Trzech Brytyjczyków zostało w poniedziałek uznanych przez sąd w Londynie za winnych spisku w celu zabicia "tysięcy ludzi" przez wysadzenie w powietrze samolotu transatlantyckiego przy użyciu płynnych materiałów wybuchowych.
Trzej muzułmanie - 28-letni Abdulla Ahmed Ali, 29-letni Assad Sarwar i 28-letni Tanvir Hussain - zostali uznani za winnych udziału w spisku, ale wyroki wobec nich jeszcze nie zapadły.
Czterech innych mężczyzn - którzy według prokuratury mieli wnieść na pokład materiały wybuchowe jako napoje chłodzące - uznano za niewinnych udziału w spisku, a w sprawie jednego sąd nie podjął jeszcze decyzji.

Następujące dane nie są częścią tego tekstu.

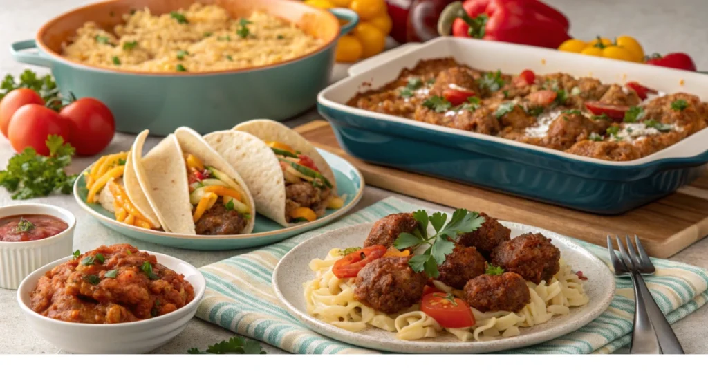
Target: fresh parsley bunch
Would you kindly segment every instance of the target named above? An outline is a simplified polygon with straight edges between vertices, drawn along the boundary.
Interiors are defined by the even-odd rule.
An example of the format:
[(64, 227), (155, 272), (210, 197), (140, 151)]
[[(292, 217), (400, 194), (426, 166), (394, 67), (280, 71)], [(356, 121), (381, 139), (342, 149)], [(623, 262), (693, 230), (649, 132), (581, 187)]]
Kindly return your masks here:
[[(398, 249), (413, 248), (428, 245), (423, 254), (416, 254), (409, 261), (409, 265), (416, 272), (425, 271), (430, 277), (437, 278), (440, 273), (438, 266), (445, 262), (445, 256), (452, 252), (455, 243), (450, 239), (455, 239), (461, 234), (472, 232), (479, 229), (484, 223), (484, 218), (476, 212), (469, 212), (467, 209), (458, 209), (452, 213), (450, 222), (447, 214), (435, 212), (428, 215), (423, 210), (413, 213), (413, 217), (418, 221), (418, 228), (413, 234), (403, 232), (394, 242)], [(435, 235), (428, 236), (428, 224), (435, 230)]]

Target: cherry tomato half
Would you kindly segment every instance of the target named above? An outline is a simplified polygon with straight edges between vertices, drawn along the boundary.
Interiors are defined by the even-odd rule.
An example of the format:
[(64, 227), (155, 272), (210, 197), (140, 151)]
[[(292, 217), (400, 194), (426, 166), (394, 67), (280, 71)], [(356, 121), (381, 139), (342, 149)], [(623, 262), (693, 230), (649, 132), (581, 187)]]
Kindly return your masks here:
[(10, 91), (0, 101), (0, 130), (7, 137), (7, 128), (12, 115), (21, 107), (30, 103), (44, 106), (44, 100), (36, 91), (29, 88), (20, 88)]
[(607, 115), (611, 119), (622, 121), (624, 113), (629, 109), (629, 106), (610, 105), (599, 101), (588, 101), (585, 103), (585, 107), (594, 115)]
[(474, 315), (469, 305), (451, 294), (429, 293), (423, 296), (421, 311), (433, 317), (440, 327), (445, 328), (474, 325)]
[(43, 105), (30, 103), (21, 107), (12, 115), (8, 126), (8, 139), (15, 151), (21, 152), (25, 147), (35, 149), (38, 154), (48, 156), (47, 137), (59, 135), (69, 142), (72, 122), (56, 111)]
[(367, 264), (380, 259), (386, 254), (386, 247), (372, 245), (347, 254), (334, 263), (332, 273), (339, 278), (354, 278)]
[(98, 99), (79, 98), (62, 108), (59, 115), (72, 123), (70, 142), (79, 155), (101, 152), (115, 134), (113, 114)]

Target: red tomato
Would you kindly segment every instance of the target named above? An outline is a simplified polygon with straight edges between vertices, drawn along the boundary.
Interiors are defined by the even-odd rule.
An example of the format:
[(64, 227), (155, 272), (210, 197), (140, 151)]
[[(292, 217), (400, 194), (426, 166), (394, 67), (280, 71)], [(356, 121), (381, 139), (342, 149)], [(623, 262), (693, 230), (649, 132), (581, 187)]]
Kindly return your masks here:
[(70, 142), (79, 155), (95, 155), (113, 139), (113, 114), (98, 99), (79, 98), (62, 108), (59, 115), (73, 124)]
[(314, 161), (313, 161), (310, 157), (308, 157), (307, 155), (303, 155), (302, 154), (299, 154), (297, 155), (297, 158), (300, 159), (299, 161), (300, 165), (303, 165), (309, 168), (310, 169), (319, 171), (319, 169), (317, 169), (317, 166), (314, 164)]
[(553, 103), (558, 94), (553, 91), (537, 91), (529, 94), (528, 100), (541, 106), (548, 106)]
[(421, 311), (433, 317), (440, 327), (445, 328), (474, 325), (474, 315), (467, 303), (450, 294), (430, 293), (423, 296)]
[(452, 103), (452, 106), (462, 105), (467, 101), (467, 98), (473, 96), (474, 96), (474, 92), (472, 91), (461, 91), (449, 88), (442, 91), (442, 97)]
[(610, 105), (599, 101), (588, 101), (585, 103), (585, 107), (594, 115), (604, 113), (610, 118), (618, 121), (622, 121), (624, 118), (624, 113), (629, 109), (629, 106)]
[(69, 142), (72, 131), (71, 120), (43, 105), (30, 103), (21, 107), (12, 115), (8, 127), (7, 137), (15, 151), (21, 152), (30, 147), (38, 154), (49, 155), (47, 137), (59, 135), (64, 142)]
[(7, 137), (10, 119), (18, 108), (30, 103), (44, 106), (44, 100), (36, 91), (29, 88), (20, 88), (10, 91), (0, 101), (0, 130)]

Według przedstawicieli brytyjskich i amerykańskich służb bezpieczeństwa spisek - w odróżnieniu od wielu innych wykrytych niedawno w Europie - miał bezpośredni związek z Al-Kaidą, a pieczę nad nim sprawowali islamscy rebelianci w Pakistanie.
Zdaniem przedstawicieli władz brytyjskich, spiskowcy zamierzali przeprowadzić kilka jednoczesnych zamachów już za kilka dni, gdy aresztowano ich w sierpniu 2006 r. Za cel obrali 7 lotów z Heathrow - do Nowego Jorku, Waszyngtonu, Chicago, San Francisco, Toronto i Montrealu.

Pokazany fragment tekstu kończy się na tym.